I refuse to engage in a battle of wits with an unarmed opponent [wikipedia.org].
(Score: 3, Informative) by captain normal on Thursday July 07 2022, @05:55PM
Is done...
https://www.bbc.com/news/live/uk-politics-62072419 [bbc.com]
The Musk/Trump interview appears to have been hacked, but not a DDOS hack...more like A Distributed Denial of Reality.
(Score: 5, Insightful) by SomeGuy on Thursday July 07 2022, @11:36AM (2 children)
It is bizarre I even have to keep pointing this out but - "AI" is just a tool, like any other software or hardware tool on a computer. The entire idea of assigning patent rights to an "AI" is so ridiculously absurd that whoever even proposed it should be laughed out of their job, and anyone who supported the idea needs mental help. You wouldn't assign patent rights to a screwdriver, a hammer, or a spreadsheet would you?
Chances are, they are trying to avoid dealing with who REALLY came up with the original work. There are two aspects to this - 1, there may be a large number of people with whatever organization who worked together and directly used the "AI" as a tool to create this patent. Obviously whatever organization doesn't want to give credit where credit is really due. But this should already be an addressed issue as there are many huge projects that involve large numbers of people. 2: The way "AI" works is it takes the original work of many others outside of the organization and randomly throws it at canvas infinitely fast until it finds something that works. So, how do you credit that when that database may include data from every single invention ever made? They really don't want to address that, as then they would have to address that the patent their magic "IA" bullshit spat out may not really be all that original.
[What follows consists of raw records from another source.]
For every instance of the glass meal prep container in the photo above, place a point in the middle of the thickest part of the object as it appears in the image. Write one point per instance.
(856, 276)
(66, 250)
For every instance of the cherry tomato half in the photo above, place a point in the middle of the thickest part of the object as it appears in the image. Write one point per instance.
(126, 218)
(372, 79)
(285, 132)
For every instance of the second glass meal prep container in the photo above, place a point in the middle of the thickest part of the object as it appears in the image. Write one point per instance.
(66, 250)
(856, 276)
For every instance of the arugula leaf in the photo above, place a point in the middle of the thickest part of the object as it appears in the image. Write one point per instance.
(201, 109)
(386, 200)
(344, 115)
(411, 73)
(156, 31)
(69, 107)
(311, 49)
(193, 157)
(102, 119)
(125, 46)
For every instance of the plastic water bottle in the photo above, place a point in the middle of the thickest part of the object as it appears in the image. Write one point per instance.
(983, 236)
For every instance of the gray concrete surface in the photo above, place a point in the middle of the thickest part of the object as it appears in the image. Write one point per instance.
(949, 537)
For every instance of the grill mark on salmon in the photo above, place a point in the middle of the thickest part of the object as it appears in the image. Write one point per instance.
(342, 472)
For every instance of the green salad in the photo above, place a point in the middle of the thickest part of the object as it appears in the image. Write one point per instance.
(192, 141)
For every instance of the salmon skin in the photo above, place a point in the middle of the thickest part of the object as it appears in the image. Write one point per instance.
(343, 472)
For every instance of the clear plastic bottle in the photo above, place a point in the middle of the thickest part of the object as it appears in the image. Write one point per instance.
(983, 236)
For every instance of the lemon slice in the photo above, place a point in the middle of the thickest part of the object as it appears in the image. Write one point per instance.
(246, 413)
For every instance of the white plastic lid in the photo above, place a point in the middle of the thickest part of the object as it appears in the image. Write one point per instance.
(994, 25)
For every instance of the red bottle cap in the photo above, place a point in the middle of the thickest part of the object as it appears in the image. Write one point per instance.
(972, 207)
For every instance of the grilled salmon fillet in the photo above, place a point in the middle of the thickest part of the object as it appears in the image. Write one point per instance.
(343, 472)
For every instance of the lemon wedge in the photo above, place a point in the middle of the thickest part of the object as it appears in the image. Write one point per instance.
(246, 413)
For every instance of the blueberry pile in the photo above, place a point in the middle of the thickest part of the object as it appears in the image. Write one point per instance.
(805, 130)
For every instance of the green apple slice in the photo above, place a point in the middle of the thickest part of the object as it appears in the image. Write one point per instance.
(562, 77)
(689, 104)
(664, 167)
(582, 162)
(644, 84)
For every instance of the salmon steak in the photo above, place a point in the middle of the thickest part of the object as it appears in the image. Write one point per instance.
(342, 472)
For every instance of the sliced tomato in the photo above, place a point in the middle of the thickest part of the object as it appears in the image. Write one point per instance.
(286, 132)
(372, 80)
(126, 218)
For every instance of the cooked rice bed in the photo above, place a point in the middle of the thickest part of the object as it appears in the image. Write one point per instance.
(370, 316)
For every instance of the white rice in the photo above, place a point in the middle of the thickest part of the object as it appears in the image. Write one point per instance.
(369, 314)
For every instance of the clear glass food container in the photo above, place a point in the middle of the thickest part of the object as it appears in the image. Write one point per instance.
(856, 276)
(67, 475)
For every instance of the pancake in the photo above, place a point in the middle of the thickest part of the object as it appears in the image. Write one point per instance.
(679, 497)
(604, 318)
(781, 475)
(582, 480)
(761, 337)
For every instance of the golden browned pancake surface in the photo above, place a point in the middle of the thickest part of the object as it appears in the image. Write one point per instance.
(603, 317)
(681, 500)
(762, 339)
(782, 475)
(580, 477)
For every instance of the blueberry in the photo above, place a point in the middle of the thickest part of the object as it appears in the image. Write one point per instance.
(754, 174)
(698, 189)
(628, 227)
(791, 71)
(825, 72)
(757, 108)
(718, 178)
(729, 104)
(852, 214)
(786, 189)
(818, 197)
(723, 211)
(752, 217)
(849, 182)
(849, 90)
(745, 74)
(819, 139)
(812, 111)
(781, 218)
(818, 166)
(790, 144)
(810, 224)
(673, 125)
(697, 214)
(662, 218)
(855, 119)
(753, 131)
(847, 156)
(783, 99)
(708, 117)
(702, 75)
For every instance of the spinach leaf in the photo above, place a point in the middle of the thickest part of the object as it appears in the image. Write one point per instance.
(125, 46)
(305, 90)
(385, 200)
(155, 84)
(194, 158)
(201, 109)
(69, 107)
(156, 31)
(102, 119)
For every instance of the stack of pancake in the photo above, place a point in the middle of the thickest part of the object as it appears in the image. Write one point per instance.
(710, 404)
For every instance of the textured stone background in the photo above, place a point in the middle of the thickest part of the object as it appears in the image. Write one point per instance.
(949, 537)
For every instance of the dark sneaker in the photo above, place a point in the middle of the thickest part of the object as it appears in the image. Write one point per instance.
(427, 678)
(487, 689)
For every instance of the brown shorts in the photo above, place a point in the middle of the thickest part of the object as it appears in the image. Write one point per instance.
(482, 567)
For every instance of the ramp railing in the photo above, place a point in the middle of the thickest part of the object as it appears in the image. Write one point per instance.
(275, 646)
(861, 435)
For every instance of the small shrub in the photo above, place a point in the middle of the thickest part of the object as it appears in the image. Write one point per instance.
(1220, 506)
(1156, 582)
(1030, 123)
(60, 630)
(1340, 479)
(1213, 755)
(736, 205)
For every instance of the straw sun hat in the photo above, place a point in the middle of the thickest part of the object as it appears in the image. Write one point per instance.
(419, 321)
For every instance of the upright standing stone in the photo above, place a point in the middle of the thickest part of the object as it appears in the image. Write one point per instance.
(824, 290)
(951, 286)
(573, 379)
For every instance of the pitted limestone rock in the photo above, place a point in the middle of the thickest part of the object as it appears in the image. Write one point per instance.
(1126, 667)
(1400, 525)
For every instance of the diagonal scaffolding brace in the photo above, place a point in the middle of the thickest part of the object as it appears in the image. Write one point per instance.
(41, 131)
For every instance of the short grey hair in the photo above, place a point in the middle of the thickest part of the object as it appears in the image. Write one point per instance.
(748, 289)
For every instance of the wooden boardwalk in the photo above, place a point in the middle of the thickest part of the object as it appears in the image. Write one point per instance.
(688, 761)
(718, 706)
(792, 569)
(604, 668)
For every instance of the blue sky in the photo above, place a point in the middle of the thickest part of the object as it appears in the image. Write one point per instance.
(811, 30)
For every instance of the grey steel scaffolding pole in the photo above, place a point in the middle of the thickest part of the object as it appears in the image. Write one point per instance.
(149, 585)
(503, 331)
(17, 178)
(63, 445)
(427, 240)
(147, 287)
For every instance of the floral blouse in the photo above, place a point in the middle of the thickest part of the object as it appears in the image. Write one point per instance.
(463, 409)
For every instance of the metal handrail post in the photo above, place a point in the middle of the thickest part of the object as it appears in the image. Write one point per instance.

(Score: 2) by PiMuNu on Thursday July 07 2022, @12:33PM
> You wouldn't assign patent rights to a screwdriver, a hammer, or a spreadsheet would you?
But what if it's a screwdriver in a black box with "Really high tech stuff" written on the outside? Then it can acquire patents right?
(Score: 2) by darkfeline on Friday July 08 2022, @09:36PM
And biological AIs (homo sapiens employees) are just tools too.
Laws are made up.
Rights are made up.
Patent laws and rights are made up.
It can be whatever we want them to be.
We can choose to define legal personhood however we want.
It can be DNA (possibly limited to sex and/or ethnicity as it has been historically) or some capacity of making decisions/sentience or something else entirely.
Any preconceptions you have are just that; they will die when you die.
"A new scientific truth does not triumph by convincing its opponents
and making them see the light, but rather because its opponents
eventually die, and a new generation grows up that is familiar with
it."
-- Max Planck
Join the SDF Public Access UNIX System today!
(Score: 4, Insightful) by turgid on Thursday July 07 2022, @12:24PM (1 child)
The whole point of patents were that a human or company would be granted a temporary monopoly on their idea in order to have time to recoup their development costs. If a computer program, an AI, is just making things up by sifting through information, why should those things be patentable? It seems we now have machines that can do the work for very little cost to produce ideas that can benefit all of humanity.
I refuse to engage in a battle of wits with an unarmed opponent [wikipedia.org].
(Score: 2) by PiMuNu on Thursday July 07 2022, @12:39PM
> making things up by sifting through information
Someone needs to write a "score function", i.e. some criteria that designates *this* as better than *that*. Computer algorithms can't do that.
Then one can get a computer to throw a whole load of initial conditions and determine the initial conditions that give the best score, where there are lots of different algorithms to determine how to iterate on the initial conditions (for example neural networks, genetic algorithms, simulated annealing, newton-raphson, excel RANDOM function, etc etc).
The patent in this case goes to the person who can write a satisfactory score function and drive whatever optimisation routine to find a decent set of initial conditions. It is madness to ascribe a patent to the optimisation algorithm.